For instance, when someone asks "are they real siblings?" What does that imply?

I mean, really. What makes a real sibling? DNA? Eye color? A common womb?

Is it really that shallow?

Because if we base our judgment of relationships on those things then we are lost.

We are all adopted by God...Gentiles share in the heritage of Abraham, Isaac, and Jacob through adoption. The blood of JESUS makes us family, not the fact that we prayed a prayer or go to church or grew up in a Christian home. Without the blood of Jesus paying our ransom, delivering us from a life of sin and death in the chains of the enemy to a life filled with the inheritance of blessings from the hands of our Father God, we are nothing but strangers to Him.

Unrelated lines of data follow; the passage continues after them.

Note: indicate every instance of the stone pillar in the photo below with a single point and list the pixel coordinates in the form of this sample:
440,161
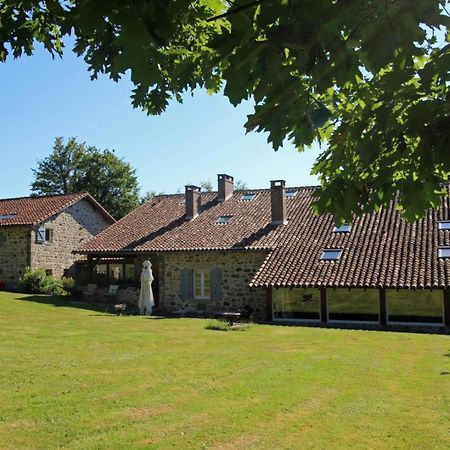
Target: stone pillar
269,304
323,306
446,300
383,307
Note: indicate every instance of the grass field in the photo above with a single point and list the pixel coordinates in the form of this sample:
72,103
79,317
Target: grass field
77,378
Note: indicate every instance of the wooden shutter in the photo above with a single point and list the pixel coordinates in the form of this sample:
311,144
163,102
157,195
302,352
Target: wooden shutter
216,284
186,284
40,235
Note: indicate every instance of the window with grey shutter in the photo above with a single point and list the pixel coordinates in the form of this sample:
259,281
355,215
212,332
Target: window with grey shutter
216,284
40,235
186,284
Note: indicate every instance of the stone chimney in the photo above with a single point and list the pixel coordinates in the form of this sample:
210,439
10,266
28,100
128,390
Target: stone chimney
225,187
193,201
278,202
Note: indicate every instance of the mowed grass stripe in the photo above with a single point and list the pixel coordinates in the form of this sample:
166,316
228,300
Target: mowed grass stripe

So when someone asks "are they real siblings?" they are, in fact, invalidating their relationship...saying it is something less than "real." In fact, as Russell Moore states in reaction to someone asking that very question about his sons..."The query seemed to be asking, 'is this a real family or just a legal fiction?' The question seemed to render them orphans again."

...it renders them orphans.

Finally, after 10 years, someone has been able to put into words why my heart bleeds everytime I have been asked this question. And it never fails, it is always asked in front of my children...and I always worry that it will plant a seed of fear, the worry that they are something less than siblings,
something less than my own.

Because from the moment the judge pronounced their adoptions final, they have been nothing less than "real brothers and sisters." Just as you and I share in the full heritage of our Father God, they share in the full heritage of their earthly parents. We are their real parents, they are our OWN children, and they are real siblings.
 
As we wade through the dossier and prepare for the new children the Lord has planned for us...as our hearts fall in love with thoughts of them and we pray for their safe homecoming...we are, in effect, pregnant.  We are pregnant with expectation and anticipation, and it grows with every signature and every checkmark on my list that brings us closer to them.  And the second the courts declare them ours and I have safely gathered them into my arms, they will be every bit "my own" and I will carefully bring them home from across the ocean to live with their "real brothers and sisters" and teach them what it means to be a "real family."  I will rejoice in their uniqueness, and I will love the sound of their African accents mingling with the sweet drawl of my American-born children.  I will watch as ALL of my children surround our dinner table and ALL of my children hang their stockings at Christmas and ALL of my children pile into our laps for bedtime prayers.  And I will be fiercely protective, like a mama elephant, of their hearts.  I will bristle at comments that threaten to render them orphans and imply that they we are anything less than "real", anything less than "family".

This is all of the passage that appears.